In this report we will analyze data from the HomesForSale data set. The data contains 120 different observations for 5 variables. Those variables are State, Price, Size, Beds, and Bath. In order to detect if one variable has a significant effect on another, an ⍺ value of 0.05 was chosen. This value was chosen because it is very standard with in statistics. If p < 0.05, then there is a significant difference, otherwise there is no significant difference. In this report, I will first predict if the null hypothesis is true, or if the alternative hypothesis is true. If the null hypothesis is true, then there is no statistical difference between the data and any variation is due to noise. If the alternative hypothesis is true, then the two data columns being compared to have a significant statistical effect on each other.
This report will analyze the following questions:
How much does the size of a home influence its price in California? Hypothesis: The alternative hypothesis is true.

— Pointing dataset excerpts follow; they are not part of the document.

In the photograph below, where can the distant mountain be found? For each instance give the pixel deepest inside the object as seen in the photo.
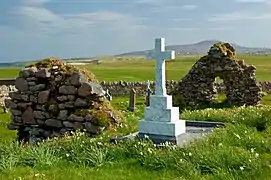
(202, 48)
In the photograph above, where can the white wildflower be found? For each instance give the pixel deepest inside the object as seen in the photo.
(146, 136)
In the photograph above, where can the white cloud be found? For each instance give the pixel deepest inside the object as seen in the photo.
(34, 2)
(189, 7)
(264, 2)
(239, 16)
(251, 1)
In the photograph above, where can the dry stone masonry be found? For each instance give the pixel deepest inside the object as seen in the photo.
(197, 87)
(54, 98)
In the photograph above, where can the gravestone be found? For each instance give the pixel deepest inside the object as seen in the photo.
(132, 100)
(148, 93)
(161, 120)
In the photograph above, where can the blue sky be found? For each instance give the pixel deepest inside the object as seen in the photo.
(34, 29)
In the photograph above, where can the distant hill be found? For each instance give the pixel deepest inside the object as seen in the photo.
(201, 48)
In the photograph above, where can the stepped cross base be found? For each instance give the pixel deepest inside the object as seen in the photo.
(161, 121)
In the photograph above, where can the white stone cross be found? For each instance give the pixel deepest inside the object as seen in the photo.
(159, 54)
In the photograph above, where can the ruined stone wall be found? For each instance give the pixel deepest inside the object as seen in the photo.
(123, 88)
(53, 98)
(197, 87)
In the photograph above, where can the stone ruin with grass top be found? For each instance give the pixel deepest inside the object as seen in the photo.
(197, 87)
(54, 98)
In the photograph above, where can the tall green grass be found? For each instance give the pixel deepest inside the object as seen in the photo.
(239, 151)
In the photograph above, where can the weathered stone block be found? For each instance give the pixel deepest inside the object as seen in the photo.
(43, 97)
(68, 90)
(43, 73)
(53, 123)
(28, 116)
(21, 84)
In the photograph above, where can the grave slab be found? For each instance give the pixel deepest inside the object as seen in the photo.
(194, 130)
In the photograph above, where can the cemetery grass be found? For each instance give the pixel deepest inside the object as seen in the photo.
(242, 150)
(142, 70)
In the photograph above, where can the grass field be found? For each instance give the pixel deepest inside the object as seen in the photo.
(141, 70)
(240, 151)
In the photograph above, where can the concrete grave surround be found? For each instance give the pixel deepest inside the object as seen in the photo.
(161, 121)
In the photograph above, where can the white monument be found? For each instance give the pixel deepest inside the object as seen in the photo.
(161, 121)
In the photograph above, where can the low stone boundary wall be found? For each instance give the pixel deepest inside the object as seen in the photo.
(122, 88)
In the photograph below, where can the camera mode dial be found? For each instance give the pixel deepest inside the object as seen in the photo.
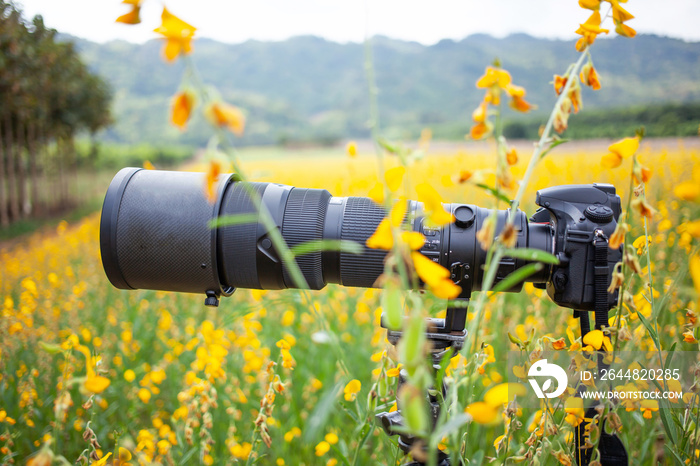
(599, 213)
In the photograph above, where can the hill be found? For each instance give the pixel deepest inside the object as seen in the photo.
(309, 88)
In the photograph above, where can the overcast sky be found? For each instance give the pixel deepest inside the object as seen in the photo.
(349, 20)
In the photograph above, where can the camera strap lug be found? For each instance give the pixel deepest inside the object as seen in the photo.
(612, 451)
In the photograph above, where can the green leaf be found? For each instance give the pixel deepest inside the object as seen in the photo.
(675, 455)
(517, 277)
(236, 219)
(391, 303)
(453, 424)
(319, 416)
(530, 254)
(497, 193)
(650, 329)
(669, 427)
(50, 348)
(350, 247)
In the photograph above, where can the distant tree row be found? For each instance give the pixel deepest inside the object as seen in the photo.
(47, 97)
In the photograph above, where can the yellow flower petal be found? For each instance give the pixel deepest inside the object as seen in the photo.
(594, 338)
(124, 454)
(611, 161)
(393, 177)
(96, 384)
(102, 461)
(688, 190)
(352, 389)
(504, 393)
(132, 17)
(177, 33)
(377, 193)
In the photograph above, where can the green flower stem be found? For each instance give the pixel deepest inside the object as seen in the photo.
(545, 138)
(266, 219)
(490, 271)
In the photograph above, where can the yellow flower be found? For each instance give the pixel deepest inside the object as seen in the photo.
(222, 115)
(512, 156)
(93, 383)
(43, 458)
(124, 455)
(132, 17)
(322, 448)
(351, 390)
(625, 147)
(177, 33)
(494, 77)
(129, 375)
(483, 413)
(214, 170)
(573, 407)
(394, 177)
(589, 30)
(688, 190)
(144, 395)
(689, 337)
(559, 83)
(589, 77)
(647, 406)
(624, 30)
(479, 115)
(559, 344)
(618, 236)
(643, 208)
(504, 393)
(181, 108)
(695, 271)
(597, 339)
(433, 205)
(611, 161)
(590, 4)
(102, 461)
(331, 438)
(480, 130)
(620, 14)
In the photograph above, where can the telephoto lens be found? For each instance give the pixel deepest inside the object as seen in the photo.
(156, 233)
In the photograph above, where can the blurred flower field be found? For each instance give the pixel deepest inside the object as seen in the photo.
(158, 378)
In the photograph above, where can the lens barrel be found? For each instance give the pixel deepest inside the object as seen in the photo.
(156, 233)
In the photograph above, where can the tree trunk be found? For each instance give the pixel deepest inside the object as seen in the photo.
(24, 202)
(11, 173)
(33, 175)
(4, 215)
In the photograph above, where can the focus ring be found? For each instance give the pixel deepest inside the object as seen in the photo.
(304, 216)
(360, 220)
(237, 243)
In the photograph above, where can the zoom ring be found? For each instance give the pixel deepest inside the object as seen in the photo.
(304, 216)
(360, 220)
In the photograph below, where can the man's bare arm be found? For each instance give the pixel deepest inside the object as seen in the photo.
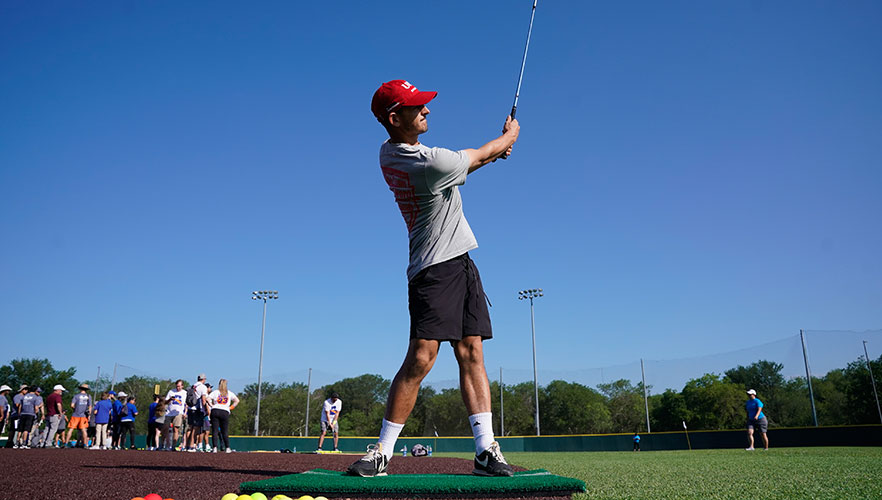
(495, 148)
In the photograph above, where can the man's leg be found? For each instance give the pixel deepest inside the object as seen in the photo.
(421, 356)
(473, 382)
(475, 390)
(322, 438)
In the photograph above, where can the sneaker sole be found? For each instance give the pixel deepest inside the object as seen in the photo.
(479, 472)
(379, 474)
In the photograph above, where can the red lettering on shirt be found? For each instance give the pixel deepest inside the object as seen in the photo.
(405, 194)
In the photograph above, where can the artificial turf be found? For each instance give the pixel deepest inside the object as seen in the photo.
(782, 473)
(335, 483)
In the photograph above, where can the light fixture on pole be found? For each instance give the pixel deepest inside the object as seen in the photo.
(263, 295)
(531, 294)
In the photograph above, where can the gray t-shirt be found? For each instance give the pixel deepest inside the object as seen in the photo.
(424, 181)
(82, 402)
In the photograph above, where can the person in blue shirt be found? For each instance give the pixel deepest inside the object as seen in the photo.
(152, 424)
(103, 410)
(756, 420)
(118, 401)
(127, 423)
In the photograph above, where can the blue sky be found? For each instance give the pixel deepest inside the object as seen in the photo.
(691, 178)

How does the number of bedrooms of a home influence its price in California? Hypothesis: The alternative hypothesis is true.
How does the number of bathrooms of a home influence its price in California? Hypothesis: The null hypothesis is true.
How do the size, the number of bedrooms, and the number of bathrooms of a home jointly influence its price in California?
Hypothesis for size ~ price: The alternative hypothesis is true.
Hypothesis for bedrooms ~ price: The alternative hypothesis is true.
Hypothesis for bathrooms ~ price: The null hypothesis is true.
According to the summary of the linear model, the slope for price is ~1.06. This means that for every dollar, the size of the house increases by 1.06 sq ft. The p-value for size and price came out to be 0.000463, meaning that the price will have a significant impact on the size.
My original hypothesis was true.
The summary for the model reported a p-value of 0.255. This means that there is no statistical significance between the number of beds and the price of a home. Meaning that the number of bedrooms does not affect the price of a home. This is shown through the slope of the price being 0.0005433. This means that for each dollar of price, the number of bedrooms increases by 0.0005.
My original hypothesis was false.
The summary for the model gave a p-value of 0.00409. Since the p-value is less that 0.05, this means that the number of bathrooms greatly influences the price of a home in California. The estimated slope is 0.001329, meaning that for every dollar, the number of bathrooms will increase by 0.001329. This can certainly be a lot when homes are hundreds of thousands of dollars.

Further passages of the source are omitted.